Programming Massively Parallel Processors: A Hands-on Approach
by David B. Kirk and Wen-mei W. Hwu
Morgan Kaufmann (February 5, 2010)
I just finished reading the new book by David Kirk and Wen-mei Hwu called Programming Massively Parallel Processors. The generic title notwithstanding, readers should not come to this book expecting one of the highly theoretical and general parallel programming texts that most of us had at least some experience with in grad school. This book is very focused on one thing: teaching readers how to develop parallel applications that perform well on NVIDIA’s GPUs using NVIDIA’s CUDA language.
People learn in different ways, some responding well to a theory-based approach that only eventually gets down to implementation, and others responding well to generalization from the specific. I’m a specific kind of guy as, apparently, are the authors of this book. Kirk and Hwu wrote the book on the premise that learning the specifics of writing high performance code for GPUs with CUDA is a useful way to learn about parallel programming in general. Some suspicion of this point of view is warranted, given that the authors are both affiliated with NVIDIA (Kirk is an NVIDIA Fellow and was until 2009 the company’s chief scientist, and Hwu is principle investigator for the first NVIDIA CUDA Center of Excellence at the University of Illinois at Urbana-Champaign).
However, this book does at least as good a job at teaching general parallel principles through implementation as other, more platform-agnostic, MPI and OpenMP books I’ve read; and being tied to specific hardware gives Programming… at least one advantage those other books haven’t had. Namely, parallel programming on any HPC system is complex and targeted at specific hardware in direct proportion to the degree you care about performance, and it is precisely because it is tied to specific hardware that this book does a good job teaching that lesson alongside the more generally useful patterns for parallel programming.
Outline of the book
The book starts out introducing GPUs and parallelism, the history of GPU computing, and CUDA in general in the first three chapters. Chapter 4 presents an overview of CUDA threads, including thread scheduling and basic latency hiding techniques. Chapter 5 begins to look at the device in more detail, focusing on the CUDA memories and various techniques for organizing a computation to make the most use of the highest performing memory. Chapter 6 goes into more detail on coding for performance on the GPU, with helpful discussions and examples of techniques to hide latency in memory accesses and increase FLOPS. Chapter 7 provides a general discussion of floating point arithmetic. Chapters 8 and 9 are application case studies that walk the reader through applying some of the techniques already discussed in the context of two specific applications: MRI reconstruction, and molecular visualization. Chapter 10 attempts to generalize the heretofore GPU-centric discussion to other devices and paradigms, while Chapter 11 introduces OpenCL. The final chapter offers some comments about what the future may hold for GPUs.

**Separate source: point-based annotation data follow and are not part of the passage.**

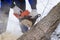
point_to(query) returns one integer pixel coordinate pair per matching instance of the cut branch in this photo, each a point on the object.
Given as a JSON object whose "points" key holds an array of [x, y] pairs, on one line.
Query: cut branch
{"points": [[43, 29]]}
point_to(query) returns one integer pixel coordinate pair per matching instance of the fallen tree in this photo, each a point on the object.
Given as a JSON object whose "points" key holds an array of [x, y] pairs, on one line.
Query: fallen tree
{"points": [[43, 29]]}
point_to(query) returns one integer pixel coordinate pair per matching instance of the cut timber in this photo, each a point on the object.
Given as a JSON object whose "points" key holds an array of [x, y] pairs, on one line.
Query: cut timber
{"points": [[43, 29]]}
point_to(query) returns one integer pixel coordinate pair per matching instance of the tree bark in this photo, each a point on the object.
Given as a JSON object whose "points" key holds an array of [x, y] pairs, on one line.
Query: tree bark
{"points": [[43, 29]]}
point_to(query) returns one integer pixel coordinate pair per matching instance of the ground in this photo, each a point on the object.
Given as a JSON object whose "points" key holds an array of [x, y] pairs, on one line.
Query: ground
{"points": [[43, 8]]}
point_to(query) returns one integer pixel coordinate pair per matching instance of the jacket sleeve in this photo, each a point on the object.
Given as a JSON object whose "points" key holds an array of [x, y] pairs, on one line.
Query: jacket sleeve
{"points": [[12, 4]]}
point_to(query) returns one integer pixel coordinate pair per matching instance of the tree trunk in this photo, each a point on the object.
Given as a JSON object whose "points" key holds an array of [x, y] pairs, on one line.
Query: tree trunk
{"points": [[43, 29]]}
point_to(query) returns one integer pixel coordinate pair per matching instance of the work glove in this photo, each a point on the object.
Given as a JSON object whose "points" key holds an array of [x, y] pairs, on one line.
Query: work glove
{"points": [[33, 13], [16, 10]]}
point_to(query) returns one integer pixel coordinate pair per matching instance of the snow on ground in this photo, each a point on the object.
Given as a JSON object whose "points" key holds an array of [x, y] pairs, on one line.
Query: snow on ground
{"points": [[43, 7]]}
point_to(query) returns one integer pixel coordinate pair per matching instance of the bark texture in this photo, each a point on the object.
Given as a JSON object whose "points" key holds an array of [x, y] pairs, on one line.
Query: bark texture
{"points": [[43, 29]]}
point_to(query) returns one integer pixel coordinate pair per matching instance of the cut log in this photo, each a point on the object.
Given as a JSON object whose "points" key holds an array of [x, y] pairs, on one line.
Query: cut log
{"points": [[43, 29]]}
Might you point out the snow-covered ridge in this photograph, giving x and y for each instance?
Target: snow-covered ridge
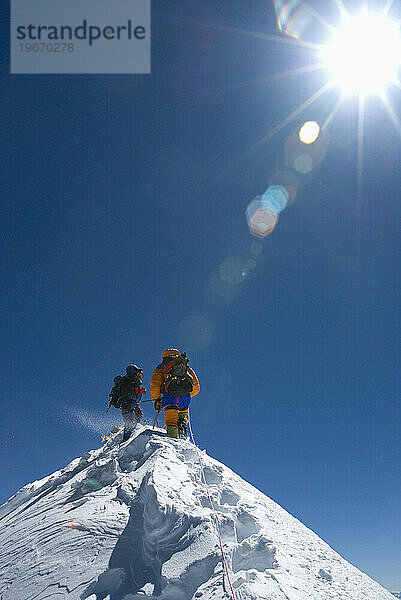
(133, 521)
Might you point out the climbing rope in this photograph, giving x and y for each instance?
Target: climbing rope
(214, 510)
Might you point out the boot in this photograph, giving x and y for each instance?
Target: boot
(172, 431)
(182, 429)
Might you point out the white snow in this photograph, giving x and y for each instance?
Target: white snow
(133, 521)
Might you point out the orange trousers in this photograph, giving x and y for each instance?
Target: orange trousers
(171, 416)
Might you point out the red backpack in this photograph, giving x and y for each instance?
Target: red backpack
(177, 379)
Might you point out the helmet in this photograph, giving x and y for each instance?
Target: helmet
(171, 352)
(133, 370)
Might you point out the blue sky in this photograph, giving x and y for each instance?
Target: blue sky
(123, 203)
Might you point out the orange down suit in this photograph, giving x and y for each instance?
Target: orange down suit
(171, 414)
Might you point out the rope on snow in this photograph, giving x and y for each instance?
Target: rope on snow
(214, 510)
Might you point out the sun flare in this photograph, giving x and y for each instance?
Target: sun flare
(364, 54)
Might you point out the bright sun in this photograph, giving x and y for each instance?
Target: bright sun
(364, 54)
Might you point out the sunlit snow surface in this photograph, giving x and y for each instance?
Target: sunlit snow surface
(132, 521)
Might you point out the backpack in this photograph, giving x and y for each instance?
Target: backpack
(122, 387)
(177, 380)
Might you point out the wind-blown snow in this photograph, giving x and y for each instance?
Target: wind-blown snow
(132, 521)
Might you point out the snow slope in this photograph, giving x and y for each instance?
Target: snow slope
(131, 521)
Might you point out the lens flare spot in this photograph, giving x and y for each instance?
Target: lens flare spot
(275, 198)
(293, 17)
(303, 163)
(261, 219)
(309, 132)
(364, 53)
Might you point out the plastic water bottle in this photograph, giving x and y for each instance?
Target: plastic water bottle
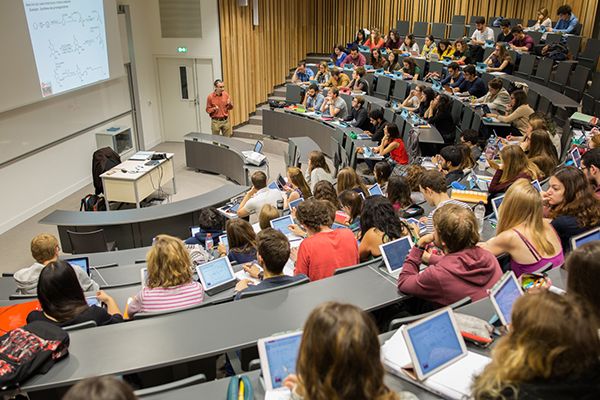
(208, 242)
(479, 215)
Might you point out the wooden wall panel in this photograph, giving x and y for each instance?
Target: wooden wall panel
(255, 59)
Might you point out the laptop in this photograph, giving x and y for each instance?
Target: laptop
(278, 355)
(294, 204)
(394, 253)
(504, 294)
(375, 190)
(81, 262)
(282, 224)
(576, 157)
(586, 237)
(496, 202)
(216, 276)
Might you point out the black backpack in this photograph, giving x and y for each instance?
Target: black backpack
(29, 350)
(92, 202)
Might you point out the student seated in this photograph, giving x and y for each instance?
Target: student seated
(499, 60)
(380, 225)
(334, 105)
(496, 98)
(170, 283)
(472, 84)
(302, 73)
(550, 352)
(267, 213)
(590, 165)
(100, 388)
(296, 188)
(463, 270)
(470, 138)
(313, 99)
(358, 117)
(63, 302)
(325, 249)
(515, 165)
(242, 242)
(317, 169)
(450, 163)
(324, 190)
(258, 195)
(273, 252)
(338, 79)
(519, 113)
(583, 265)
(45, 249)
(348, 179)
(541, 152)
(352, 205)
(523, 233)
(332, 365)
(382, 172)
(434, 189)
(571, 204)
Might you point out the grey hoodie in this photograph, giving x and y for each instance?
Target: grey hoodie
(27, 278)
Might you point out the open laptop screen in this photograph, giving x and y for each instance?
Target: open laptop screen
(435, 342)
(215, 273)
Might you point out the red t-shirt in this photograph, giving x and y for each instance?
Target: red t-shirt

Good introduction to parallelism, CUDA, and GPU programming
As an overall impression, the text is well-written, well-organized, and gives a lucid explanation of some difficult concepts. As a caveat, readers should note that this is not my first parallel programming book nor my first exposure to the concepts, but I still feel like the explanations and accompanying example code should be accessible even to beginning parallel programmers.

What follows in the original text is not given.